By 1868 the law of the land was changed to make all executions private affairs within prison walls. Certainly these were more civilised affairs, even so, on such occasions there may be up to 40 witnesses in attendance. One of the most infamous cases to find conclusion on Gloucester’s prison gallows was that of Herbert Rowse Armstrong. The 52-year-old solicitor was brought to trial at Hereford Assizes in April 1922, to enormous public and media interest, accused of the attempted murder of fellow solicitor, Oswald Martin and the killing his own wife, Katherine Armstrong – both by poisoning. The motive was money. His wife altered her will leaving everything to her children. At this time Armstrong was also in dispute with Oswald Martin who practiced in the same Herefordshire market town at Hay-on-Wye, regarding monies owed for a property conveyance. During the August of 1920 Katherine was taken seriously ill with stomach troubles and delusions, spending four months in Gloucester’s private mental asylum at Barnwood. On recovering she returned home to Cusop, near Hay, becoming ill again and some five months later died in January 1921. A month or so later Armstrong invited Martin to his home for afternoon tea. Thinking they would now settle the money problem he accepted and, after the meal, was taken ill. His doctor took samples of urine and discovered traces of arsenic – subsequently Armstrong was arrested and charged with the attempted murder of Oswald Martin. As a result of this, Katherine’s body was exhumed and tests revealed arsenic. Armstrong found guilty of both charges, became the only solicitor in the UK to be hanged for murder – he met his fate at Gloucester Gaol on Wednesday, May 31, 1922.

Herbert Burrows, A 23-year-old probationary constable with Worcester police during 1925, lived opposite the Garibaldi Inn at Wylds Lane in the city where he enjoyed the occasional beer and company with landlord, Ernest Laight and his wife Doris. On the night of Friday, November 27, he unusually stayed on after closing time and was the last customer in the bar chatting with the landlord when he suddenly pulled a gun and shot him. His wife Doris, investigating the noise was the next victim. With the couple dead, Burrows’s next act was to silence their young son, Robert, fearing his crying might raise the alarm. He battered the child to death and then, unhindered, gathered up the pub takings and rushed from the building in the dark of night.
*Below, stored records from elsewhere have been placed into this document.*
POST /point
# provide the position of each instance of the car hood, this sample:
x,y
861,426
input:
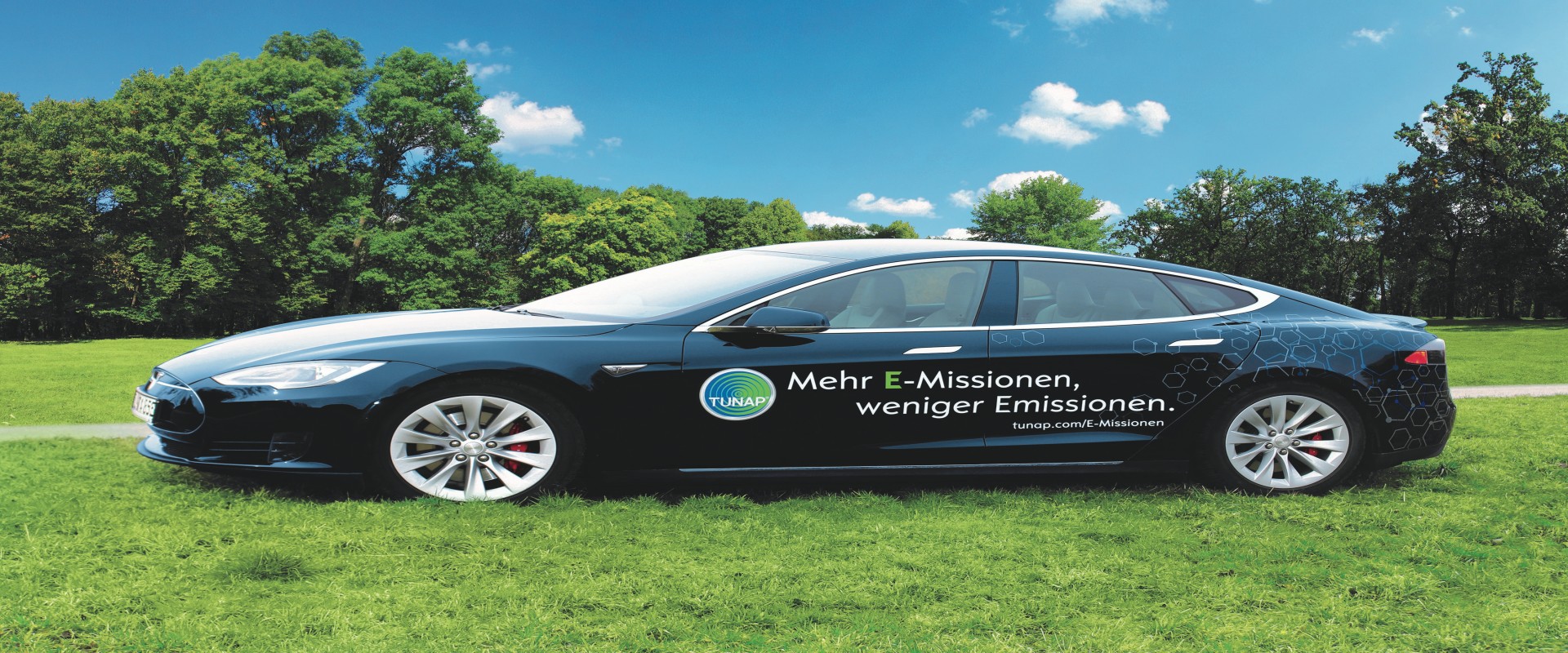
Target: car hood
x,y
369,337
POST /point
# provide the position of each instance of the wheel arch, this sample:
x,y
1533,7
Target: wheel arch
x,y
560,387
1187,431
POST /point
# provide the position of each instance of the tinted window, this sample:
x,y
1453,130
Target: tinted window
x,y
673,287
1208,298
924,295
1060,293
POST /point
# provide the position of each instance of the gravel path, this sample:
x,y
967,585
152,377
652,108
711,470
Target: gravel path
x,y
137,429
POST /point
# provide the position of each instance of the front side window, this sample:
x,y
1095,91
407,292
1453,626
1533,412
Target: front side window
x,y
1063,293
910,296
673,287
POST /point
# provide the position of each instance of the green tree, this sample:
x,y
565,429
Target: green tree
x,y
1489,175
612,237
1043,211
1201,223
737,224
896,229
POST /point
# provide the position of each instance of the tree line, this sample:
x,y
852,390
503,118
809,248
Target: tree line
x,y
305,182
310,180
1476,224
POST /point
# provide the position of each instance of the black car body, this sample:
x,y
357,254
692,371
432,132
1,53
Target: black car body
x,y
1036,365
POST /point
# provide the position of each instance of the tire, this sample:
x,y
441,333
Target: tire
x,y
1283,439
526,443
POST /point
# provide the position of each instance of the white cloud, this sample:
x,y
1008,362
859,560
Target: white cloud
x,y
957,233
482,71
1372,35
483,49
899,207
822,218
1012,29
1002,182
1152,116
1048,129
1076,13
528,127
1054,115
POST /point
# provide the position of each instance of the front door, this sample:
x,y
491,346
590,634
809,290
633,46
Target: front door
x,y
872,390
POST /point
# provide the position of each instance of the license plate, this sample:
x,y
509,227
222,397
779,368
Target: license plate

The next day Burrows, back on duty, asked a police colleague if he’d news of the shootings at the Garibaldi Inn. At the time, the police knew nothing of the previous night’s horror. By foolishly asking that question, Burrows put himself in the frame – police visiting his lodgings recovered both the gun and stolen money. Confronted with these facts, Burrows confessed and was put on trial at Worcester in January 1926. He was hanged by Thomas Pierrepoint a month later, at Gloucester County Gaol.

Forty-one-year-old Ralph Smith achieved dubious fame at Gloucester Prison, which was certainly of no value to him, when he faced execution for murdering his ex-girlfriend, Beatrice Baxter. Quarreling with her plans to go dancing with another man, he left her house in anger. He soon returned and in the continuing row, slashed her throat with a knife. Smith later that day gave himself up to police – to find she had died as the result of his earlier aggression. Found guilty of her killing at the Old Bailey, he was returned to Gloucester and courtesy of the services of well-known executioners, Thomas and Albert Pierrepoint, he became, on June 7, 1939, the last man to be hanged at Gloucester Prison. Capital punishment for murder was eventually abolished in the United Kingdom in 1969.

Much later, Gloucester Prison was to go through another major development in its life in 1987 with the provision and completion of building work that included a new gatehouse, storerooms, administration and visitors’ facilities being established on the site. Just seven years later in the early 90s, the prison became home for a short while to the person whose name at that time was on everyone’s lips: Fred West. Now in 2013, this age-old institution of crime, having over the decades dispatched many to their maker, is ironically facing a death sentence of its own.